When an object is selected the metadata, e.g. the type of the object, can be modified. This can also be done with gestures, for example by selecting a type from a list of elements as shown by Stocklöw et al. [13]. However, as there may be many options to choose from this interaction method may be too cumbersome. Therefore, the usual method of selection in a GUI should be preferred. The location, size, and orientation could also be modified in the real world. A possible method is descibed by Marinc et al. [9]

5 Individual Evaluations

We evaluated our concept with different prototypes for the different tasks of the configuration process.

The robotic laser pointing system was evaluated by Majewski et al. [7] with 20 subjects between 22 and 65 years and a median age of 27 years.
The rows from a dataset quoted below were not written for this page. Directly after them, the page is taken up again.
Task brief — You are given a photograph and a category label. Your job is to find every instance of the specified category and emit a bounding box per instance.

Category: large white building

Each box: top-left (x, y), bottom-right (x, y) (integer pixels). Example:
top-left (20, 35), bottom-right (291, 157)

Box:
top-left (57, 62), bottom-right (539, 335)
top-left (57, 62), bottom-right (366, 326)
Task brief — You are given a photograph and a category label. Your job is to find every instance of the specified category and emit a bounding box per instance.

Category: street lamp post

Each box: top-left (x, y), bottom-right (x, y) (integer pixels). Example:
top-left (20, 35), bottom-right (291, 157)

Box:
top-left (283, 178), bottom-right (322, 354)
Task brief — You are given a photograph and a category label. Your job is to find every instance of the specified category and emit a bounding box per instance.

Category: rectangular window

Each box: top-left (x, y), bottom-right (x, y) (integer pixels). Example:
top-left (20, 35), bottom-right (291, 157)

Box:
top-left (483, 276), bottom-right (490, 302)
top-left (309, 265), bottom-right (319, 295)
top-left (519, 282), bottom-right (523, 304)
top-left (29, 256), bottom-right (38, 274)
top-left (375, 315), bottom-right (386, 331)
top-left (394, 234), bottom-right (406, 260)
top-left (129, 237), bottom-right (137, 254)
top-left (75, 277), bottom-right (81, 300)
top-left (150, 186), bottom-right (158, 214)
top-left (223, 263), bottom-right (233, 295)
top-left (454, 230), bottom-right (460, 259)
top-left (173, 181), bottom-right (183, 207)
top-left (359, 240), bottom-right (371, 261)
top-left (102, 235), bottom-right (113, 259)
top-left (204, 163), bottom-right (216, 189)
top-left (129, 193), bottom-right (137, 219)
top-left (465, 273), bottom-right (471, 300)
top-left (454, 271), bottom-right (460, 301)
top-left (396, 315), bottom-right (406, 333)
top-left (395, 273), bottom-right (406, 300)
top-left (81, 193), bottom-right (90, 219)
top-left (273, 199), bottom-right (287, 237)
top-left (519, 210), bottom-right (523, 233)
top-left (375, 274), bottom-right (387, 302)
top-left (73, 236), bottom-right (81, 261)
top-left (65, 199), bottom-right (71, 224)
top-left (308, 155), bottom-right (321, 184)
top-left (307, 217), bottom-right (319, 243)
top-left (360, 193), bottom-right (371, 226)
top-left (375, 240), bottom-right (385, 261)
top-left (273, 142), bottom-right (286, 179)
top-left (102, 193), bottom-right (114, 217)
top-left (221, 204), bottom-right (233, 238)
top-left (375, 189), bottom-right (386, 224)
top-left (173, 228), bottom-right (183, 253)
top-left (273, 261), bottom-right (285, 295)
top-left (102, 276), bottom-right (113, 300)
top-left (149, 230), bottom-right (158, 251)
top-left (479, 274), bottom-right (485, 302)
Each subject had to aim and select a sequence of eight different targets of different size that were placed in a room. It was shown that the visual feedback system has significantly improved the pointing accuracy.
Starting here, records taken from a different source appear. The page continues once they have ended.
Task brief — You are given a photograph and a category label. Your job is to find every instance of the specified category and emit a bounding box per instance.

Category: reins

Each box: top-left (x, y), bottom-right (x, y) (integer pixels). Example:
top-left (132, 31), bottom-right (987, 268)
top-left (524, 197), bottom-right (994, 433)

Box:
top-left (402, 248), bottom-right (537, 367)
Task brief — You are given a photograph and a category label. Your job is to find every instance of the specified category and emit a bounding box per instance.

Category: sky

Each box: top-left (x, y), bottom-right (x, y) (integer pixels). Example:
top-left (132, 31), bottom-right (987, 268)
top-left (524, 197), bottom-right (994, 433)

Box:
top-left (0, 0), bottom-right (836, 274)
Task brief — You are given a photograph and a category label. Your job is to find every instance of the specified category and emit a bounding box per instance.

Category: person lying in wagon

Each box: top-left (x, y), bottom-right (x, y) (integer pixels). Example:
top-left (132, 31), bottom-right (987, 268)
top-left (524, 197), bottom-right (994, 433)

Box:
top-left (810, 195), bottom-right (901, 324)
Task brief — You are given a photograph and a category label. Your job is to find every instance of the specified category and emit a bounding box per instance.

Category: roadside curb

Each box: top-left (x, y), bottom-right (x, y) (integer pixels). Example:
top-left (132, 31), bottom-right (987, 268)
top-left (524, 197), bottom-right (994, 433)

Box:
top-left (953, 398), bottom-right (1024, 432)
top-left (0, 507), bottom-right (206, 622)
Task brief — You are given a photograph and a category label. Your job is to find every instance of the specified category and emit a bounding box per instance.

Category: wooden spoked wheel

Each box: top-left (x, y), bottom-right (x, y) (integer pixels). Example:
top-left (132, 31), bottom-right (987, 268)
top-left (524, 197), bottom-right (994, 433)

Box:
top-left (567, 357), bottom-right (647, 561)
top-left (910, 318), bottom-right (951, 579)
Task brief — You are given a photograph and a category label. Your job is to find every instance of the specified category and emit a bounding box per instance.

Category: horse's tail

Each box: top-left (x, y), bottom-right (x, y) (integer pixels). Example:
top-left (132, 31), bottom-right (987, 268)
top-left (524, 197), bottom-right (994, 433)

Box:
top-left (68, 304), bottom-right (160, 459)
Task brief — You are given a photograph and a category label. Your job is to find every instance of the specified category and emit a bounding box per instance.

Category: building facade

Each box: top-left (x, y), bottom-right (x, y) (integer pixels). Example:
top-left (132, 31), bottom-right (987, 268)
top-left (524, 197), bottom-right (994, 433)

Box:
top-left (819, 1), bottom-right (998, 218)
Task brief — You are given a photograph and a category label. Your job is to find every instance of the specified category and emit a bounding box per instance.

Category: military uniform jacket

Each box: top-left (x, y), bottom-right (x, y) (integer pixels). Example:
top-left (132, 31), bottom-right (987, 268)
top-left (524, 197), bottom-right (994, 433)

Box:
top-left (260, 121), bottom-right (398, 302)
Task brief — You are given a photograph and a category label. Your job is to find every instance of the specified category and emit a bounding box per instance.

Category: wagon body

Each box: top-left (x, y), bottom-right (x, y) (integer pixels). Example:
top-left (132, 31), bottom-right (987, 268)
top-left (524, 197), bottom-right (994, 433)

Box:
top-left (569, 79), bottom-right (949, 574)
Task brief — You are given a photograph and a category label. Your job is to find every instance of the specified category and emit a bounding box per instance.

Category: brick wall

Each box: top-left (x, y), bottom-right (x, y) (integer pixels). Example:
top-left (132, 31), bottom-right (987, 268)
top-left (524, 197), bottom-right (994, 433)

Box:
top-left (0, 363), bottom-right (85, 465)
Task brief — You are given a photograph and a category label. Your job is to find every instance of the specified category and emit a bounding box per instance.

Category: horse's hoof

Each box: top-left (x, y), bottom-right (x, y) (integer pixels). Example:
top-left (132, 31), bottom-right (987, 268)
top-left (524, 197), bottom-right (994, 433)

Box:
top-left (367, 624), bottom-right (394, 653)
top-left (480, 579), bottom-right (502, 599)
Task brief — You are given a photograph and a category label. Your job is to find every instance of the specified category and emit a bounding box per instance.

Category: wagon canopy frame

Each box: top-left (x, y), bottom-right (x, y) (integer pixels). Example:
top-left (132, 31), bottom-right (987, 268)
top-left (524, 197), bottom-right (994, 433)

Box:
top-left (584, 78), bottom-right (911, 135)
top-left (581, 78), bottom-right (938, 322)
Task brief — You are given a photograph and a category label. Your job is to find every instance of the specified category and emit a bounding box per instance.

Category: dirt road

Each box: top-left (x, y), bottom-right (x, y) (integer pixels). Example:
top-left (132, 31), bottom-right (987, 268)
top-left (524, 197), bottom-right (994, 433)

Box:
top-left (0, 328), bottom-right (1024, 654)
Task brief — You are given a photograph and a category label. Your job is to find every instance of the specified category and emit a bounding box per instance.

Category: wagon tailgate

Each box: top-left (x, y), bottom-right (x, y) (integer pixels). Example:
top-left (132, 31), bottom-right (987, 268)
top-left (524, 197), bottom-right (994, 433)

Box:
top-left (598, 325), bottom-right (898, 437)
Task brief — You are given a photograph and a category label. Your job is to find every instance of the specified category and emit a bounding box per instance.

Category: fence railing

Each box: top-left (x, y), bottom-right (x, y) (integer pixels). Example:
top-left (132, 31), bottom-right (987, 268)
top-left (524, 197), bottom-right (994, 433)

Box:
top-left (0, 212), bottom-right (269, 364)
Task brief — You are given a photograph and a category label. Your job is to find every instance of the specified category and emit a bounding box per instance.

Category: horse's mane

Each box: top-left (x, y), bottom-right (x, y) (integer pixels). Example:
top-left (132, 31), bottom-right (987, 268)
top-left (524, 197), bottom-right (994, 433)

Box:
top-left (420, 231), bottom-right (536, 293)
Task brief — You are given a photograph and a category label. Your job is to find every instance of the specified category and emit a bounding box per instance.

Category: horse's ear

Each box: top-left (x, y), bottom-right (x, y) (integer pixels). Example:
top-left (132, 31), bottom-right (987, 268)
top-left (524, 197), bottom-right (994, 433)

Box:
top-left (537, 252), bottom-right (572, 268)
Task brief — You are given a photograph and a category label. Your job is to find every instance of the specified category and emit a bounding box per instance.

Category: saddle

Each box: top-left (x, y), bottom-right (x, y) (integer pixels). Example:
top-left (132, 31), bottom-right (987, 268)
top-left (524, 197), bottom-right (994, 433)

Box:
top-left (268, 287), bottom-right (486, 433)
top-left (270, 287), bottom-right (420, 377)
The method ef modifying the bounding box of existing objects was evaluated by Marinc et al. [9] with eleven users, measuring the time they needed to create three boxes for Couch, TV, and Light. It was concluded that this method is well suited to allow common users to build up a virtual environment.

Braun et al. [3] have evaluated the selection and control of objects in the environment with multimodal input using gesture and speech. The test was performed by nine subjects between 21 and 29 years. The subjects considered the interaction to be intuitive and easy to master and particularly liked how pointing can simplify the complexity of speech commands. There was a noticeable learning effect from the first to the last tasks, reducing the number of wrong attempts and increasing the interaction time.

6 Conclusion

Bridging the gap between the virtual and the physical world is a task that often needs to be performed by the user. Several approaches exist for various use cases and technologies to support the user regarding this task. In this work we have proposed a method to use free-air hand gestures for interaction and a robotic laser pointing system for visual feedback in the real world; synchronizing the information in the two realms. This method was applied to the domain of configuration of location information in smart environments as this is an important piece of information to enable advanced and sophisticated use cases for interaction and for supporting the user in daily activities and emergency situations.

Future work includes improvement of the vision-based reconstruction and the integration into an overall system.